Tabcorp extends near-$1 billion loan facility
Tabcorp announced it has extended its $980 million syndicated term loan facility securing more favourable pricing and lengthening its debt repayment timeline.
The refinancing covers two parts of the facility. The larger Tranche B, valued at $550 million, will now mature on 14 June 2029 instead of July 2027. Meanwhile, Tranche A, worth $430 million, has been pushed out further, with its maturity extended from June 2029 to October 2031.
This effectively means Tabcorp has given itself more time to repay its borrowings, while also lowering the cost of that debt. Such moves are usually aimed at improving financial stability and offering companies greater flexibility to invest in future growth.

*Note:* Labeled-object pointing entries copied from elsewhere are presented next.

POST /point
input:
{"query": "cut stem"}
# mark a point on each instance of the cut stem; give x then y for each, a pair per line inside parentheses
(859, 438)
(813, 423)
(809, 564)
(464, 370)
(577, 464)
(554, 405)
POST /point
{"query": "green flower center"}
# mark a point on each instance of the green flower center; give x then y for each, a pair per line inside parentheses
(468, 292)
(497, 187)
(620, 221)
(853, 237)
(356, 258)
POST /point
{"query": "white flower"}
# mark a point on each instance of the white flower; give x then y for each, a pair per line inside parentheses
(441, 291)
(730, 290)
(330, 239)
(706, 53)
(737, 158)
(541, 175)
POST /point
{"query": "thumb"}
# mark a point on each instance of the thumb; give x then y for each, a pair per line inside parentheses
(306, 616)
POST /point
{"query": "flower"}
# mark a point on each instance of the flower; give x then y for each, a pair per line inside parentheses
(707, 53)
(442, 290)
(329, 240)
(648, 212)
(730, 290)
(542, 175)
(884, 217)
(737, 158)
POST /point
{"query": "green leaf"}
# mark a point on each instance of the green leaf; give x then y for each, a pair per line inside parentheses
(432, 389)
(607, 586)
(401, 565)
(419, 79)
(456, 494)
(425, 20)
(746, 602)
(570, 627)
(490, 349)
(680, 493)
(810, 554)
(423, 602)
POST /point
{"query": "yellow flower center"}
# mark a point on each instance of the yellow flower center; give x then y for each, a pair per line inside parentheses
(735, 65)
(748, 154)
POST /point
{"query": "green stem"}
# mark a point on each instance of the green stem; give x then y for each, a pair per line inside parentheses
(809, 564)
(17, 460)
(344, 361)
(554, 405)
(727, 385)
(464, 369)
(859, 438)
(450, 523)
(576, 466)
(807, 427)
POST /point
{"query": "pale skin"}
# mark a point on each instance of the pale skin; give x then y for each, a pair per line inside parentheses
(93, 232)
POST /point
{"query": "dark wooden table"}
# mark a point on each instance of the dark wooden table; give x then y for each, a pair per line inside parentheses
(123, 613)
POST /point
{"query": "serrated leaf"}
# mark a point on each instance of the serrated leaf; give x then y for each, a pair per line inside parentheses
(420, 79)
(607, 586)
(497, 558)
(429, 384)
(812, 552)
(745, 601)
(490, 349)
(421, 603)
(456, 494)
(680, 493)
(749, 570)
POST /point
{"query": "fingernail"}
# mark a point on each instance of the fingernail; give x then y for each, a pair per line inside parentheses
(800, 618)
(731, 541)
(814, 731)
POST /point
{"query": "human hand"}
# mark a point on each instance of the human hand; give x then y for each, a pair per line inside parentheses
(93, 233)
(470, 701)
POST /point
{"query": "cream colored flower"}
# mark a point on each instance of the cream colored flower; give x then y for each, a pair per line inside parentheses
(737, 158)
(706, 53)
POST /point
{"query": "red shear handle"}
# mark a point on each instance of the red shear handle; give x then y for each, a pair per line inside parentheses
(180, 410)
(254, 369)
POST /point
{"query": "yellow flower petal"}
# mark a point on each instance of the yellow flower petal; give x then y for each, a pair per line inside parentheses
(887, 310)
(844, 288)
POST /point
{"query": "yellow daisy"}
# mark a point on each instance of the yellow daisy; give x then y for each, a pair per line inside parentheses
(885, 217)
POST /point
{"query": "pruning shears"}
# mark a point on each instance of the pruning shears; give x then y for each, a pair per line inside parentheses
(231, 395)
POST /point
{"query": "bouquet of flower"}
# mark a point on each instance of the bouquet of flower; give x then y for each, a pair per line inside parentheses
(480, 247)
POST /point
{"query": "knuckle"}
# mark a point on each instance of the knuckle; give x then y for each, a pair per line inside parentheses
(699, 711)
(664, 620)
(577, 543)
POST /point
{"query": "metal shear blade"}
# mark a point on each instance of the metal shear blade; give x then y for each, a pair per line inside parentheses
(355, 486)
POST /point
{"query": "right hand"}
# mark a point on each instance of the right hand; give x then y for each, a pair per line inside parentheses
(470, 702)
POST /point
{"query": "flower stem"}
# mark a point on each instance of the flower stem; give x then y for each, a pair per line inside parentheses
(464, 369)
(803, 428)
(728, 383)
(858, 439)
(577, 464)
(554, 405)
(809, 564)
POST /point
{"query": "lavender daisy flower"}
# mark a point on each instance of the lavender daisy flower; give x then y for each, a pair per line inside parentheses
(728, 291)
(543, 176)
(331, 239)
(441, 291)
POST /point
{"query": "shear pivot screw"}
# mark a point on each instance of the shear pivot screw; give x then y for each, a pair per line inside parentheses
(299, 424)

The extension also brings broader benefits when combined with Tabcorp’s existing funding sources, including its US Private Placement and Australian Medium Term Note programs. Together, these changes increase the company’s average debt maturity from 3.2 years to 4.4 years, spreading repayments over a longer period.
Chief Financial Officer Mark Howell said the move strengthens the company’s financial position and supports ongoing strategic plans. He noted the refinancing provides additional flexibility as Tabcorp continues to focus on its operational priorities.
Tabcorp has undergone a major transformation since Gillon McLachlan took over as CEO in August 2024, with greater focus on retail and tote products.
McLachlan had previously outlined July 1 as his deadline for the establishment of a national tote, although there has been no announcement made with only two weeks until that deadline passes.
Tabcorp is also dealing with an AUSTRAC investigation into its anti-money laundering compliance.